Celtics

Celtics

BOSTON -- Success in the NBA often comes down to how well you establish position, and leverage that position to your advantage. 

We are seeing that push-and-pull game being played out before our eyes involving the NBA’s true Big Three: agents, players and teams. 

The latest chapter in this never-ending narrative centers around Anthony Davis, who wants out of New Orleans, and Davis (or is it his reps?) focused on taking his otherworldly talents to the Los Angeles Lakers.

Superstars wanting to play in Los Angeles is nothing new. 

We saw it with Paul George, who wanted Indiana to swing a deal with the Lakers, only to wind up being traded to Oklahoma City and later re-signing with the Thunder. 

We saw Paul George 2.0 with Kawhi Leonard’s camp trying to get him from San Antonio to the Lakers or the Clippers.

The Spurs weren’t trying to hear that, working out a deal instead with the Toronto Raptors, who shipped out the franchise's all-time leading scorer DeMar DeRozan for Leonard. 

This is Leonard’s first season with the Raptors, but Toronto has been among the top two or three teams in the NBA with Leonard entrenched in the league MVP conversation. 

That brings us back to Davis, whose camp is trying to do what so many others have failed to do in the past - get their client to a preferred destination while the team he plays for (New Orleans) takes a deal that’s likely not the best one it can land. 

 

And that’s the problem with most Davis-related reports centered around him going to the Lakers.

When you start examining rosters, there are a number of teams that have assets that, frankly, would trump what the Lakers could put together. 

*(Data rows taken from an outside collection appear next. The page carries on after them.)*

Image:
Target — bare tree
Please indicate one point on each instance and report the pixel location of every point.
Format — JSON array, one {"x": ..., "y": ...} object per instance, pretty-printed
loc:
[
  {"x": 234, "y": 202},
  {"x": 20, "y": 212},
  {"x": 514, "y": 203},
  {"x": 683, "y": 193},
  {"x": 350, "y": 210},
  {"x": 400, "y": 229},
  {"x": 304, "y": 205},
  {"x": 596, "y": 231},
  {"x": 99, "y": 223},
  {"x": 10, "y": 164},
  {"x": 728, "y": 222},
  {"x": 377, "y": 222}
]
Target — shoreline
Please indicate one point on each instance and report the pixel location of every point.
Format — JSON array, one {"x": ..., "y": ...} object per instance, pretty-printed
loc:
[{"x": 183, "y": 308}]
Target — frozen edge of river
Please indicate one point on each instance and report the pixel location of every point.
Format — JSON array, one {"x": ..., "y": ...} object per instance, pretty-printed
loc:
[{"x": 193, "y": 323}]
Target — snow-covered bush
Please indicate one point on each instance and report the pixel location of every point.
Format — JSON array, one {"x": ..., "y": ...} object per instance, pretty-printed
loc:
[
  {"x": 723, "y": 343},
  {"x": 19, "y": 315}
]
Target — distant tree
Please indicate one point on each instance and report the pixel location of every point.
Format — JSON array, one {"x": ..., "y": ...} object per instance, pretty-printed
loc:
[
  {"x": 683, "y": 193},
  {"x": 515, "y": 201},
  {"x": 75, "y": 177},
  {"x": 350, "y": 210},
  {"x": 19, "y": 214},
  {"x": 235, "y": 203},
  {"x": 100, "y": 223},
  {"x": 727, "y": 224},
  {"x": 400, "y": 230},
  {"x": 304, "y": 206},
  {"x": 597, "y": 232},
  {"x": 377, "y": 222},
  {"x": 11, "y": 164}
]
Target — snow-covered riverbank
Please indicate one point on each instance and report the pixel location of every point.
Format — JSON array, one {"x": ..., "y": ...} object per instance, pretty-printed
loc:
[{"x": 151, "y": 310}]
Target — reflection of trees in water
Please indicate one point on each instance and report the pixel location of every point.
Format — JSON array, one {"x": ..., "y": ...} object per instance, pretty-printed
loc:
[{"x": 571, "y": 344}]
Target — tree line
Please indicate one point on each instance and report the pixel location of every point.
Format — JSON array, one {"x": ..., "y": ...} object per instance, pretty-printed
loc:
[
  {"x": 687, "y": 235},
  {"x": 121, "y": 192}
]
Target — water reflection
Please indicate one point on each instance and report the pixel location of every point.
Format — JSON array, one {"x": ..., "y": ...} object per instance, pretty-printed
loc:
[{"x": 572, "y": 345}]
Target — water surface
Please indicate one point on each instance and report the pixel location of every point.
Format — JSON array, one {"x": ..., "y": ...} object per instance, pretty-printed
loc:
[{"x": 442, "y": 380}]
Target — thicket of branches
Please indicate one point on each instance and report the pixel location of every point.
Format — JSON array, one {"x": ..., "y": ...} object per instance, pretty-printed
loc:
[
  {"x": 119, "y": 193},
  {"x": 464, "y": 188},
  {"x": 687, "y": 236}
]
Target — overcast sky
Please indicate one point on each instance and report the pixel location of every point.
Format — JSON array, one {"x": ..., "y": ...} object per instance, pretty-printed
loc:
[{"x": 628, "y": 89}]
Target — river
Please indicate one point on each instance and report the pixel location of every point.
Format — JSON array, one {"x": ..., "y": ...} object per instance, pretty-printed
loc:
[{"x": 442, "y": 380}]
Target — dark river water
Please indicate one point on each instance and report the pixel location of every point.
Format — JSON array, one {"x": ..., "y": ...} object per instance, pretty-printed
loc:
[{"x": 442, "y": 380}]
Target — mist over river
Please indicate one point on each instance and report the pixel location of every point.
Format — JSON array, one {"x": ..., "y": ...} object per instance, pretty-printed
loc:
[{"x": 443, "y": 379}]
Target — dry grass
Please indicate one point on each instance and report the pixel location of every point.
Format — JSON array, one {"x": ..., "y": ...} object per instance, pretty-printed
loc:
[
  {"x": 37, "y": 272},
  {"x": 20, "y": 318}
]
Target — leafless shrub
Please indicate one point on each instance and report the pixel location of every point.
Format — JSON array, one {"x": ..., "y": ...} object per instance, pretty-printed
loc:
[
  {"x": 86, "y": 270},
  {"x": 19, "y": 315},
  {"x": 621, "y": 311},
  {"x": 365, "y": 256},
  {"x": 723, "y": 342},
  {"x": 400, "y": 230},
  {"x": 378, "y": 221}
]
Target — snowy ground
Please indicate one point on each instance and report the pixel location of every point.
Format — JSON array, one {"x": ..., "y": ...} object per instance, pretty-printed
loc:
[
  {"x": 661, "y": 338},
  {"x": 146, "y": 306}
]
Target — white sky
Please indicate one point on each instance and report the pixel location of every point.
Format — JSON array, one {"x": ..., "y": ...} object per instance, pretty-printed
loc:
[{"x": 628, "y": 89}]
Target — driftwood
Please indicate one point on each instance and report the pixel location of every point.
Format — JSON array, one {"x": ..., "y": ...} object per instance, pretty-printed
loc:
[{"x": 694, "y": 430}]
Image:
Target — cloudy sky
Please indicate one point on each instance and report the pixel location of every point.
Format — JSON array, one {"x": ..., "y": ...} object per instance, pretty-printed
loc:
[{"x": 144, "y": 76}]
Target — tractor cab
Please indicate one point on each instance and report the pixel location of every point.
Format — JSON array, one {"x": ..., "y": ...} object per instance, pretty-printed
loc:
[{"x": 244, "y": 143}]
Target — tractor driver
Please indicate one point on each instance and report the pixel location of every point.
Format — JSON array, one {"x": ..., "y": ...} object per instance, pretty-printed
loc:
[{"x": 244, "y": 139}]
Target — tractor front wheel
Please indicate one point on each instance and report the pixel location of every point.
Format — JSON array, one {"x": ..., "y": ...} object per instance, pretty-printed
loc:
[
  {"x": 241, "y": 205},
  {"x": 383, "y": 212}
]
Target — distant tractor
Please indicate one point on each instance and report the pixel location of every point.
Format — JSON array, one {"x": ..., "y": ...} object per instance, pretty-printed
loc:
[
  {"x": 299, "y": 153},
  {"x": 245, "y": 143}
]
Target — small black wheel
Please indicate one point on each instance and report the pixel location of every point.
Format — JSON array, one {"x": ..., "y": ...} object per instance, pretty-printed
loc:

And yes, the Celtics are among those teams. 

Still, the teams that are in position roster-wise to make a legit run at him, and who can provide the kind of return the Pelicans should be seeking (young talent, picks and potential salary cap relief), are hesitant because Davis (or is it his reps?) continue to feed the narrative that there are only a handful of teams he will re-sign with if a team trades for him now. 

Here’s the problem with that premise. 

It assumes that whatever team Davis gets traded to, can’t build or provide a culture that will make him want to stay long-term. 

For a guy who has been to the playoffs just twice in his seven-year career, you’re telling me that playing on a team that gets to the conference finals or NBA Finals wouldn’t be enough to sway him to want to stick around with that franchise long-term?

If that’s true, then Davis (or is it his reps?) isn’t looking at his next move to better position himself to win. 

And he damn sure isn’t looking out for what’s in the best interest of the Pelicans. 

What can’t be ignored in all this, is the long-term impact of the Pelicans potentially kowtowing to a player (or is it his reps?) who no longer wants to be part of their franchise and take a deal that’s not in the best interest of the franchise.

The Pelicans have made it clear that their focus is on finding the best deal and they won’t be nudged in one way or another as far as which franchise they come to terms with. 

“Although we are disappointed in this decision, our organization’s top priority is to bring an NBA championship to our city and fans and build our team for long-term success,” read a statement from the Pelicans shortly after Davis’ trade request. “Relative to specific talks of a trade, we will do this on our terms and our timeline. One that makes sense for our team and it will not be dictated by those outside of our organization.”

It sounds good and certainly plays well with their fan base, which has to have some serious doubts right about now as to whether the Pelicans’ brass will make this right. 

The deals that have been reportedly made to the Pelicans from the Lakers, as of now, may very well indeed be the best offers on the table. 

Still, that isn’t what should be on the Pelicans’ minds right now. 

 

It shouldn’t be about the best deals you’ve received, but the best deal you can get. 

And there is no question that the Pelicans can get as good or a better deal after July 1 than they can prior to the Thursday trade deadline, whether it’s from the Celtics or another team. 

Sure, Boston will then be in play as an option with Kyrie Irving a free agent (and still more likely to re-sign with the Celtics than not) and no longer bound to the obscure NBA rule which prohibits him and Davis from being on the same team because of their contracts, this season.

However, there’s no guarantee Boston will put forth the best package of players and picks to get the deal done. 

At the end of the day, there’s more at stake than a new basketball home for Davis. 

The potential for New Orleans to knowingly accept a lesser deal between now and Thursday is real. 

Accepting such a deal while knowing that same deal will be there in July as will more potentially better offers, would only validate some of the harsh words of criticism levied at Pelicans GM Dell Demps from former NBA commissioner David Stern.

And it would open a Pandora’s box of problems for teams with players in the future who would try a similar approach to try and leverage teams away from potentially dealing for them, and shrink the pool of possibilities to whatever they deem as an ideal landing spot. 

In the end, the Pelicans have to keep their word and do what’s in the best interest of the franchise. 

And that would be to wait to strike a deal after the Thursday trade deadline, no matter how badly Davis (or is it his reps?) want him in Los Angeles with LeBron James.